I would say that the most important thing is the desire to study hard, work hard and be able to listen. I have a BA in Political Science and an MBA, but we employ people with a wide range of backgrounds. Our 3,000 students in our curriculum are male and female in both first and second careers, including former accountants, lawyers, military personnel and entrepreneurs. We are also hiring people who have just graduated from college and are particularly interested in hiring those who have a degree in Certified Financial Planning.

This may sound obvious, but what do financial advisors actually do? What people or companies are hiring them and what recommendations do they offer?

Merrill Lynch financial advisors work with individuals, families and companies to find a balance between day-to-day financial needs and long-term life goals. Financial advisors are trained in the discipline of goal-based capital management, an approach that focuses on developing financial portfolios based on client-stated priorities. Research by Merrill Lynch has shown that customer priorities typically focus on one or more of seven life priorities: home, health, family, leisure, charity, work, and finance. An Investor Identity Assessment is done when a client joins Merrill Lynch to help the consultant and client analyze their priorities together and develop a financial plan.

What misconceptions do people often have about their work?

People can focus on the financial markets – we train our consultants to focus on the client’s goals. Our platform is called Goal Based Money Management, and our consultants build their practices by helping clients understand the financial picture on both sides of the balance sheet and in the context of what they are trying to achieve with their money.

[Also] people think that in order to become a financial consultant it is necessary to have experience only in the financial field, but this is not so. We are looking for people with successful experience and can teach you the financial side of the business.

What’s your average uptime? Typical 9-5 or not?

Not! This is a 24/7 business, which is why we focus on teams in our consulting practice. For those of us in leadership positions, I’ll just say that we do what it takes. We have laptops and phones!

What personal tips and shortcuts have made your job easier?

The most important thing in my career has been building relationships and finding good mentors. My mentor once told me to “feel comfortable uncomfortable.” She encouraged me to step outside of my comfort zone to take on new roles, face new challenges, and continue my career. This advice is critical.

What is the most enjoyable part of the job?

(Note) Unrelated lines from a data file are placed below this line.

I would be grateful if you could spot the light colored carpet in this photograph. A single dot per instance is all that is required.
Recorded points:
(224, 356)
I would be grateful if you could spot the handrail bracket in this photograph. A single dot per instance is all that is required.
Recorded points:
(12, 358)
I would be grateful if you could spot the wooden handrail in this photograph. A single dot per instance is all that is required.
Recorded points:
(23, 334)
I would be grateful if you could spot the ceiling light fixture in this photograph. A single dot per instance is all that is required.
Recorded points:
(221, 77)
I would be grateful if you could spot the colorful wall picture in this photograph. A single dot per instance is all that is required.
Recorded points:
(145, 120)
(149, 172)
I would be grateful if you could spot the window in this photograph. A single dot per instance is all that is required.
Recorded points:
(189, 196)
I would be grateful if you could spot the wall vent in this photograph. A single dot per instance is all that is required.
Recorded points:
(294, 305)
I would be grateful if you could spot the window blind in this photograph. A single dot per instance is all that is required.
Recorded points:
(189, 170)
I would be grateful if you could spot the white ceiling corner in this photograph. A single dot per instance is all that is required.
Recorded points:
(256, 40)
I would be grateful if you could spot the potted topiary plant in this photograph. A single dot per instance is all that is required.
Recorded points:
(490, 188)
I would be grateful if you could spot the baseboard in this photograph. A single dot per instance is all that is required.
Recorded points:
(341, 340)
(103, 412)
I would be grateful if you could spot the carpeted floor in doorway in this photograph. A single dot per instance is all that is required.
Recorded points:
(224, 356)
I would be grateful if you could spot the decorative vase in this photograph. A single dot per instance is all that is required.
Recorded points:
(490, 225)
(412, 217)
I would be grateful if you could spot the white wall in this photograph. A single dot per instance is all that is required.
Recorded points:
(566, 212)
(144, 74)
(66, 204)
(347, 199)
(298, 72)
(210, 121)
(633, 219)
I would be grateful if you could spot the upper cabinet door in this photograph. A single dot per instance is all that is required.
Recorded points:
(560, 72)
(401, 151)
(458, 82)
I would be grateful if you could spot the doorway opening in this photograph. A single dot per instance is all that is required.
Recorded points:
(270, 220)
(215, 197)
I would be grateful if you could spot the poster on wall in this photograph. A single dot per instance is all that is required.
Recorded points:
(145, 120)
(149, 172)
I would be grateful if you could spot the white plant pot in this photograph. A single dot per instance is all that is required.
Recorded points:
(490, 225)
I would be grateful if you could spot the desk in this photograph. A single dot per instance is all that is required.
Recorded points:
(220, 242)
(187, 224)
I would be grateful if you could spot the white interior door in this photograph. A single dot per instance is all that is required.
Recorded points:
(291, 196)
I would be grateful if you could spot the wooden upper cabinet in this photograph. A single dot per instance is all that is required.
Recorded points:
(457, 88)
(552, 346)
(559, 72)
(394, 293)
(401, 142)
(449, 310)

An opportunity to prepare the next generation of consultants for Merrill Lynch to help clients achieve their life goals. It’s a really cool legacy.

Is there a way to “advance” in your field?

Yes, absolutely. Consultants shape their own practices by building relationships with clients. For those interested in leadership positions, I would say, “Take the risk.” If we take risks instead of hiding from them, we are more likely to stay more interested, learn more, and continue to deliver results.

What advice would you give to those who want to become your profession?

This is a great time to enter the financial services industry, especially for women and minorities. There is a growing need for financial consultants due to the aging of the current sales consultant and the need for more diversity in sales to better represent a diverse client base. My advice is to work hard, listen carefully to clients and potential clients, and make a valuable contribution to your relationship.

This interview has been lightly edited for clarity.